Perfect Balance

- -

“It’s a dream come true.”

That’s how race chairman Roger Smith described the Tryon Block House Races at its new course in Columbus, North Carolina. Held April 15, the six-race card delivered for horsemen, fans and, certainly, the Tryon community.

A 71-year tradition, the Tryon Block House Races needed a new venue and Smith and his partners provided it, creating a top-class racecourse with strong purses in front of an enthusiastic crowd.

“Exhilarating,” Smith said. “It’s hard to believe. Not many days you’ll remember, coming in this morning and watching the cars pour in, it really hit home, it was exhilarating.”

Smith and his wife, Jennifer, had just presented the trophy to an exhilarated Julie Gomena and Mark Watts after Balance The Budget triumphed in the Block House Handicap.
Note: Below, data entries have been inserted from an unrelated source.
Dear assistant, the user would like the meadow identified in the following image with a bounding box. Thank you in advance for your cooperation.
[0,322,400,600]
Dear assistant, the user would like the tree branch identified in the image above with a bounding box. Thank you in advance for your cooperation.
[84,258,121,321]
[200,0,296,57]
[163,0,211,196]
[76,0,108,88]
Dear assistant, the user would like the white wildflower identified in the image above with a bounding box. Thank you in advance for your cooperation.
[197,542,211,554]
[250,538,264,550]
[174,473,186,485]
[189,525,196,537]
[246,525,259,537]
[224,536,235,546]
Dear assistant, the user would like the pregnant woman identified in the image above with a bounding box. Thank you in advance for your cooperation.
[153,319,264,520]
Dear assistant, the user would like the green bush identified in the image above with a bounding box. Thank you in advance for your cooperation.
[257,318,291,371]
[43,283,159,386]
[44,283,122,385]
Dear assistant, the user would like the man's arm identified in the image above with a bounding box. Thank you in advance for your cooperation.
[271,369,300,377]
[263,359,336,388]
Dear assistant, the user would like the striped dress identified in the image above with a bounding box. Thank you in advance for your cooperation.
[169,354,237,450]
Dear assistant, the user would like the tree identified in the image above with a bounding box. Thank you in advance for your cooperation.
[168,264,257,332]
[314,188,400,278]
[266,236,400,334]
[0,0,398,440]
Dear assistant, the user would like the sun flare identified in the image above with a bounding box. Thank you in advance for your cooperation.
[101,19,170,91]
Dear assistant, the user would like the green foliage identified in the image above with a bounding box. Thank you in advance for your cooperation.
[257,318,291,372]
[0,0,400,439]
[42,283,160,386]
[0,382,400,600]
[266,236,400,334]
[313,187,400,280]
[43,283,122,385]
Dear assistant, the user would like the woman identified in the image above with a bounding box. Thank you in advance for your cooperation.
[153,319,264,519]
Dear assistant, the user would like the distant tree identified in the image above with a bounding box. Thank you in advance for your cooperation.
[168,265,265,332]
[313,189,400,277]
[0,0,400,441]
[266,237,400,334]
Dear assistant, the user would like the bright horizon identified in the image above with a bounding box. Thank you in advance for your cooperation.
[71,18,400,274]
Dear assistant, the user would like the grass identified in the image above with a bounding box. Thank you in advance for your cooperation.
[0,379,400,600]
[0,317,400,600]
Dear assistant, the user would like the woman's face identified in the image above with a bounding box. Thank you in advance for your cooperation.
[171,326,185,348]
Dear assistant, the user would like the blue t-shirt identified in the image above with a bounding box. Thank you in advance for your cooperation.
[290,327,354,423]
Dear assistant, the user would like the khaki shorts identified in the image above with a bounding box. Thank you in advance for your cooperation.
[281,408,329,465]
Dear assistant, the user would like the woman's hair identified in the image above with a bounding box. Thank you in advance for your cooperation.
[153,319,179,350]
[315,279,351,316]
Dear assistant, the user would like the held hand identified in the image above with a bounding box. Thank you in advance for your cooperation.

Thirteen days earlier, Gomena walked away after the Orange County Point-to-Point April 2, exhilarated and worried. Her stable star Balance The Budget won a flat race at the Virginia meet, 13 days before a projected start in the hurdle feature at Tryon.

“I hope that wasn’t our one win for the spring,” Gomena said. “Because he’s so good fresh.”

Like a red raspberry on the vine, Balance The Budget is, indeed, good fresh.

The son of Bellamy Road proved it yet again. For the third consecutive year, the chestnut gelding won in his first jump outing of the year, securing the $40,000 feature April 15 with a free-running, swift-jumping, let-me-out-of-jail display around the rolling, right-handed first-year venue.

Watts placed Stonelea Farm’s 8-year-old just off frontrunner Hardrock Eleven as the duo opened up 10 lengths on novice stakes winners All The Way Jose, Special Skills, Grade 1 winner Choral Society, Grade 1-placed Andi’amu and $896,419 earner Simenon. Watts allowed Balance The Budget to put away Hardrock Eleven as they elevated toward the backstretch the final time. From there, it was all over as Balance The Budget skipped over the final three hurdles and easily fended off Special Skills and All The Way Jose.

Gomena stood, halter and shank in her hand, and summed up Balance The Budget with three sentences. Well one sentence, three times.

“What a horse. What a horse. What a horse.”

In 2015, Balance The Budget jumped out of the blocks to win the Grade 3 Imperial Cup at Aiken. He lost his next six races. Freshened, for the winter, he began 2016 with a dominant win in the Carolina Cup. He lost his next four races. This year, the Tryon feature, restricted to horses who hadn’t won an open hurdle stakes in 2016-‘17, served as the launching pad.

“He’s just so good fresh,” Gomena said, as she walked back to the barn with the four-time hurdle winner.

The calendar said April 2017 but squares were already being crossed for April 2018.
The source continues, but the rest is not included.